ANOTHER REMINDER TO STOP, LOOK—and then look it up: A ring of mushrooms, big enough and plentiful enough to be seen from out the window 50 feet away, piqued my curiosity. It had formed gradually the last few weeks around a big concolor fir in the field that is my steep backyard. What is going on, I wondered, and took the time to go find out. Apparently I have been cohabiting with a fairy ring. (Talk about woo-woo!)
When I got up close, I noticed not just how many mushrooms there were, but also that they were in all stages of development: tight buttons, yet to push upward; others that were halfway emerged, and giants whose tops were the size of butter plates or bigger. But why were they circling the conifer? And what were these robust fungi, anyhow?
Out came the field guides (actual and digital). I knew from some previous failures at identifying fungi that I needed to look at all the parts—not just the cap from above, but its underside (for gills, and how they are attached, or for no gills), also the stem.
I didn’t have to go far in my 1991 copy of Roger Phillips’s “Mushrooms of North America” because the genus Amanita is at the start of the alphabet—and because these mushrooms were big, had gills beneath the caps, which were covered in what looked whitish warts. Aha! (If you don’t have the book, start on the online version, with its visual photographic key to mushroom ID.)
After looking at images of all the variations, I presume it’s some kind of Amanita muscaria, probably the yellow-fruited variety formosa, but can’t be sure, and need I mention this: Don’t ever, ever, taste a wild mushroom without expert confirmation of its identity (and especially not an Amanita, a genus that contains some of the most poisonous mushrooms of all).
If I had any lingering doubt about the ID of Amanita, it was the “universal veil” of some of the less-developed mushrooms that made me feel more certain—through I didn’t know what a “universal veil” was until I spent the time to learn. It’s the tissue that protects the button mushroom, and in Amanita, some of it sticks to the developing cap, making those warts (unless it rains a lot, which can wash them off).
I jumped right from there to Mushroom Expert [dot] com, which told me more, including a very important clue to the “why” of what was going on out back by that tree:
‘…since amanitas are mycorrhizal, be sure to note what trees are growing in the vicinity of your specimens.’

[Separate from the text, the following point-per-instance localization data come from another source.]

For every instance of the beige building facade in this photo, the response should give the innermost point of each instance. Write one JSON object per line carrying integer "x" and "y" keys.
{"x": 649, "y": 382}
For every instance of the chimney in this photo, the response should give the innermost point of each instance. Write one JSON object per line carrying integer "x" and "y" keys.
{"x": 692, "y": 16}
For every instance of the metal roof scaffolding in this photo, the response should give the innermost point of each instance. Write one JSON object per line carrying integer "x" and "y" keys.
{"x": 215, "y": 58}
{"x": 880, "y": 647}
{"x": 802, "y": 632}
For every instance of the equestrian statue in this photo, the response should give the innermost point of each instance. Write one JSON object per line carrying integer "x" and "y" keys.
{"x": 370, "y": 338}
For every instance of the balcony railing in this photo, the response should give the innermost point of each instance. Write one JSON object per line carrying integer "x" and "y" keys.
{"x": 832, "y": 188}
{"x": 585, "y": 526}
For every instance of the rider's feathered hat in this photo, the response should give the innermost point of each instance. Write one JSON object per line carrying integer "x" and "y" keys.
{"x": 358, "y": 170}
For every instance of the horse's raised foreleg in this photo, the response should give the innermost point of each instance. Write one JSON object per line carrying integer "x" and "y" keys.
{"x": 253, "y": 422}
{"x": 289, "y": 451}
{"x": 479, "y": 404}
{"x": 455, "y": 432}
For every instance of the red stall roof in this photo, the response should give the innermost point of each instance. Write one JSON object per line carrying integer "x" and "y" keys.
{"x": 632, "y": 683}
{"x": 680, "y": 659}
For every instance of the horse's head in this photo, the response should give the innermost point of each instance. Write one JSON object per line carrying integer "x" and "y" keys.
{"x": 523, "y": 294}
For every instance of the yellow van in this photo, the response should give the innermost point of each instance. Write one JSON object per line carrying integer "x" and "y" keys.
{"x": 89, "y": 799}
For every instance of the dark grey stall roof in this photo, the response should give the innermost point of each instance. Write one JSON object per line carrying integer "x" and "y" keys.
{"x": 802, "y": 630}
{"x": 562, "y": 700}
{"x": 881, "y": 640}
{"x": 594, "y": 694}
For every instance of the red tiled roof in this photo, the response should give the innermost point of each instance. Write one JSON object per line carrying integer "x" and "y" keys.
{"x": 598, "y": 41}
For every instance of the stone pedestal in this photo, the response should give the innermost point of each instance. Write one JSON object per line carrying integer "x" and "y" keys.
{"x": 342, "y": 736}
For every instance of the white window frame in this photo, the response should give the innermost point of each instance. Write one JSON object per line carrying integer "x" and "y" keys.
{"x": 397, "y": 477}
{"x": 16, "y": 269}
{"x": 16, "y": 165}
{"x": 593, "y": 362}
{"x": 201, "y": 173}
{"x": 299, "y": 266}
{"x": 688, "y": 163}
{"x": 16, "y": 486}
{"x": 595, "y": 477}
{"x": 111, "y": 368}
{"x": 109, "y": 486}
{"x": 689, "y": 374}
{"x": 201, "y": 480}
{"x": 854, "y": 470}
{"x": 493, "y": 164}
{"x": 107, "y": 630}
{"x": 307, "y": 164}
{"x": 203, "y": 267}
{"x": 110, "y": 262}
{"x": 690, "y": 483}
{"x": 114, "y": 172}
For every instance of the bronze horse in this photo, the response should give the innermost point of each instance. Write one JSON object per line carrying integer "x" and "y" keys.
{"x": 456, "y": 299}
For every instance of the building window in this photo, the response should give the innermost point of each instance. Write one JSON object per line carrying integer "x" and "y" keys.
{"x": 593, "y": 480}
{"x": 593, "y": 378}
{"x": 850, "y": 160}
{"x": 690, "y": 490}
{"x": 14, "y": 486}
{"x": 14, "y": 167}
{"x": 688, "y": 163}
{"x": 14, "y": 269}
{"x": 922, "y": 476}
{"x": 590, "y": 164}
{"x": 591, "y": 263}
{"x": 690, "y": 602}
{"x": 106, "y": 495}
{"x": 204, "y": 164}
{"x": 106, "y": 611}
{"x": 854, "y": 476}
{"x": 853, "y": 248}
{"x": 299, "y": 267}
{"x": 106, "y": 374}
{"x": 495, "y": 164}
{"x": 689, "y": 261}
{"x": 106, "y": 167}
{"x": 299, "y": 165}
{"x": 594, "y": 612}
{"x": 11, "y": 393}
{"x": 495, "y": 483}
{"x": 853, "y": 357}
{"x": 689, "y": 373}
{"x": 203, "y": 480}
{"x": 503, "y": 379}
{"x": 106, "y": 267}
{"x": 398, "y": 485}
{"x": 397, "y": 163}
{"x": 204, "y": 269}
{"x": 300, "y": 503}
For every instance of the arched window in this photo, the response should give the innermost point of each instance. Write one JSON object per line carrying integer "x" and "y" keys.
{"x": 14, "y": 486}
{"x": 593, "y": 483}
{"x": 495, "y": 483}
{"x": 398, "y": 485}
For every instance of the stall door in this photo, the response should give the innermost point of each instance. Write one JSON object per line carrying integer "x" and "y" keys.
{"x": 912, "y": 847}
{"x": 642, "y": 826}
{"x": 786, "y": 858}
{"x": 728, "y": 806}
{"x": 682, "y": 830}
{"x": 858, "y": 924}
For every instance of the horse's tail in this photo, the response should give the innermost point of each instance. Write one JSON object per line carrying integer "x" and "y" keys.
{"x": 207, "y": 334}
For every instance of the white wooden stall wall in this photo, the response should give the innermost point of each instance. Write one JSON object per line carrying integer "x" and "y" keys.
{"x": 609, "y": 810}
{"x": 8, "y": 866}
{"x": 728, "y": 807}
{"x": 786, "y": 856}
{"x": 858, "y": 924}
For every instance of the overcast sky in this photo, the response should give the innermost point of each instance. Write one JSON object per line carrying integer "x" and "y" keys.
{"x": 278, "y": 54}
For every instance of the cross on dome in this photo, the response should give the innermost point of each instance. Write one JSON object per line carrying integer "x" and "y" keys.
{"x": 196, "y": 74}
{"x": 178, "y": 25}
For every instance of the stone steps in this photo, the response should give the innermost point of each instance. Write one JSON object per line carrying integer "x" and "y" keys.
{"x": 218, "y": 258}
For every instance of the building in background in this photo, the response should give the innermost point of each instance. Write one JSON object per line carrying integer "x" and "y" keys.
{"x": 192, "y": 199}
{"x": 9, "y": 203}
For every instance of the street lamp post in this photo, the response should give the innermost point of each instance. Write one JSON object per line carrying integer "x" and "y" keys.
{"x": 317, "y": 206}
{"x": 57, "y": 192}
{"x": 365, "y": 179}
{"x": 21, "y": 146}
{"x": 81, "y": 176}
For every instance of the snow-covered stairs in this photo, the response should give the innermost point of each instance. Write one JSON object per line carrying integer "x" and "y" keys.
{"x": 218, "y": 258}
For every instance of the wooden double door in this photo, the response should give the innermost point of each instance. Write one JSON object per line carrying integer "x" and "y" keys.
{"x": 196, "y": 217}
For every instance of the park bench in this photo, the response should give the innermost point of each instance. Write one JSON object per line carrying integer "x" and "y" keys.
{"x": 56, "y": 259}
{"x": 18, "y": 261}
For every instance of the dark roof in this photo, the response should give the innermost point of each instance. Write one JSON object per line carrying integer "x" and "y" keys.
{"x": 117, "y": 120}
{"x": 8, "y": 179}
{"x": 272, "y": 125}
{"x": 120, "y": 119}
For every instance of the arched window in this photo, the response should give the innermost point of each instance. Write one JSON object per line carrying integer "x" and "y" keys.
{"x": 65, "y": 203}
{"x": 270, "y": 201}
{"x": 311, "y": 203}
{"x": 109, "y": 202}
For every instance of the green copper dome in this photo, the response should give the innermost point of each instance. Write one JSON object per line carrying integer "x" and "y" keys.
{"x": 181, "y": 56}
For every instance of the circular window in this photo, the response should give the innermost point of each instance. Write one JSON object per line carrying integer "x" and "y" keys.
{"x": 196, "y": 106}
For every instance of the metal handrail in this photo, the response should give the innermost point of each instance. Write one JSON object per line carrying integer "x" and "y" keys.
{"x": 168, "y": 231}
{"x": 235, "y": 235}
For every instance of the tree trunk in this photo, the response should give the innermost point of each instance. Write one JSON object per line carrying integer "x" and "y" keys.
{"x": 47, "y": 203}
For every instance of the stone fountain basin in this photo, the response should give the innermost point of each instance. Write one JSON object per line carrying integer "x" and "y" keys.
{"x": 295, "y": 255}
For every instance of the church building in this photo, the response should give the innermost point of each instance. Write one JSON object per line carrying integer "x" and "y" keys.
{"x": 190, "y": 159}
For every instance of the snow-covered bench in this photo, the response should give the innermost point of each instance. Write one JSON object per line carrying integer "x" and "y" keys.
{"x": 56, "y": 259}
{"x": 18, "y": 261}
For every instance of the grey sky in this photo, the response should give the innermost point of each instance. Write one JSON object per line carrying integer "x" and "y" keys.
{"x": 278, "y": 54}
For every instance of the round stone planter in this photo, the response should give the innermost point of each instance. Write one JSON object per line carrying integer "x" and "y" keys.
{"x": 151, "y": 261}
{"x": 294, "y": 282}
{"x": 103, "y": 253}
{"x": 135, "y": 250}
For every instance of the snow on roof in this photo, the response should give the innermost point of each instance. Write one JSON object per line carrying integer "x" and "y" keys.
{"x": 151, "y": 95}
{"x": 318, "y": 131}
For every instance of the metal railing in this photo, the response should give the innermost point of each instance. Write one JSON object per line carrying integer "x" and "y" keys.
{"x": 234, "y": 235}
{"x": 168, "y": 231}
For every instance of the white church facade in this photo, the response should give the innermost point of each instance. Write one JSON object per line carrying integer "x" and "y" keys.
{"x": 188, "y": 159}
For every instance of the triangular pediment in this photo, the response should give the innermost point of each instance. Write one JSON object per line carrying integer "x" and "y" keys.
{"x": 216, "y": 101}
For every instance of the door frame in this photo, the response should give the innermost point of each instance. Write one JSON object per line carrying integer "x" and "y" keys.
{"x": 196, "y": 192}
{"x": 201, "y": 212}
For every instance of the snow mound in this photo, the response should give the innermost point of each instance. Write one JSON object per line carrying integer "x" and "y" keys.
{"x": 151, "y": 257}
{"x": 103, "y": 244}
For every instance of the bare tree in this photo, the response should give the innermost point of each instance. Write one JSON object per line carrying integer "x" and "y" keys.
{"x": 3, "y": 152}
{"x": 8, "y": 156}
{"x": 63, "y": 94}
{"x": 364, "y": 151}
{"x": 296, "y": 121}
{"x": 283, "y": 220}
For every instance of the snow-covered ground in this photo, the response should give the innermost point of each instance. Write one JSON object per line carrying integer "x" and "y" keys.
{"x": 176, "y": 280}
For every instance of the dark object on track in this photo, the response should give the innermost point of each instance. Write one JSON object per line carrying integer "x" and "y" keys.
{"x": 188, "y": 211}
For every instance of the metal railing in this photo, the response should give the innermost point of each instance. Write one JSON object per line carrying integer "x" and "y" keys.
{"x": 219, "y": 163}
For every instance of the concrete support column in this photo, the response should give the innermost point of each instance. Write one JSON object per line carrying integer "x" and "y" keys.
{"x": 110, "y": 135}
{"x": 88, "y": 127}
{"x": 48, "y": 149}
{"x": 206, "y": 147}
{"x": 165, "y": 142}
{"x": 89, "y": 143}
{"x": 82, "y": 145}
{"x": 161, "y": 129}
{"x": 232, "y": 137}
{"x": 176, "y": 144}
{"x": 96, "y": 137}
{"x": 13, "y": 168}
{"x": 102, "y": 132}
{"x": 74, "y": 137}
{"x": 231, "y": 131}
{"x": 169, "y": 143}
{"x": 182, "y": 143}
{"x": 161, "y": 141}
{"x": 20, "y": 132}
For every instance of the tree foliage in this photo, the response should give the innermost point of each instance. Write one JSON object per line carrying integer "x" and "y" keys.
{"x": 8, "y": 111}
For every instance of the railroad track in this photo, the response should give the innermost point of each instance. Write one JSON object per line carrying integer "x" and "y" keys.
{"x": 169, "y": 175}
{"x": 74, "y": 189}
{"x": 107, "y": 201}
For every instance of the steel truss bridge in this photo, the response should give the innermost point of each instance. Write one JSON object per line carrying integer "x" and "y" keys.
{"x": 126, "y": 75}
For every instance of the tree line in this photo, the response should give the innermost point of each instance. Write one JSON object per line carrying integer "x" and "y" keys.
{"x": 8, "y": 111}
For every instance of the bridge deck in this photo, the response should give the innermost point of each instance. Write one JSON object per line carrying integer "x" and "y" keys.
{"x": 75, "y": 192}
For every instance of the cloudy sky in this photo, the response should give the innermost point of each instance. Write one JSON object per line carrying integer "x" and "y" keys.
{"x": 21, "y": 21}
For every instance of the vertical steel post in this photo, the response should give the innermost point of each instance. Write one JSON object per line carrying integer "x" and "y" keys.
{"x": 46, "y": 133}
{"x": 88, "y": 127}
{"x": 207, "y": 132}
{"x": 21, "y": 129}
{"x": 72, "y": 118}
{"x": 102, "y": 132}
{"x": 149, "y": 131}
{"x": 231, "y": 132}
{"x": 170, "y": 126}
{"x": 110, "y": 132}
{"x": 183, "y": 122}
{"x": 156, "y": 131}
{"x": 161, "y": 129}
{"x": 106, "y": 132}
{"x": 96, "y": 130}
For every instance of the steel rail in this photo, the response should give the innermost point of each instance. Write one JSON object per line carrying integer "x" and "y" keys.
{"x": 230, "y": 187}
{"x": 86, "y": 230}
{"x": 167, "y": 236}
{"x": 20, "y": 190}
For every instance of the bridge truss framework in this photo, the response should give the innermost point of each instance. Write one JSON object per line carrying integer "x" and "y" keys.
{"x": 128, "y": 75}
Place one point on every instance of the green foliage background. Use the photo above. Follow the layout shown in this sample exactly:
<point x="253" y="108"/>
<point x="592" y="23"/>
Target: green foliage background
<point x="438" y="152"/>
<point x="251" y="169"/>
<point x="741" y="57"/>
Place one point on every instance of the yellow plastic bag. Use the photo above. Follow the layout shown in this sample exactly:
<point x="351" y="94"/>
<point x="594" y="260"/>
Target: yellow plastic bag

Ah! These mushrooms—well, actually the underground vegetative part of the fungi, or mycelium (the mushrooms are just the fruiting bodies)—have a relationship with the root zone of the Abies concolor. That’s why it’s fruiting in a ring, a so-called fairy ring. Most of the plant kingdom depends on the symbiotic fungi called mycorrhizae, which inhabit the plants’ roots, to live.
Of course some cultures old and even contemporary think otherwise (and here’s where the woo-woo comes in). The traditional explanation: such a ring (including darkening of the grass in the same pattern) is where the fairies dance.
And then they were gone, or at least fallen and fading. Like the stand of jack-o-lantern mushroom (Omphalotus olearius), which has set up late-summer shop the last two years in a grassy area to the west of the house, I hope the fairy ring of Amanita will rise again.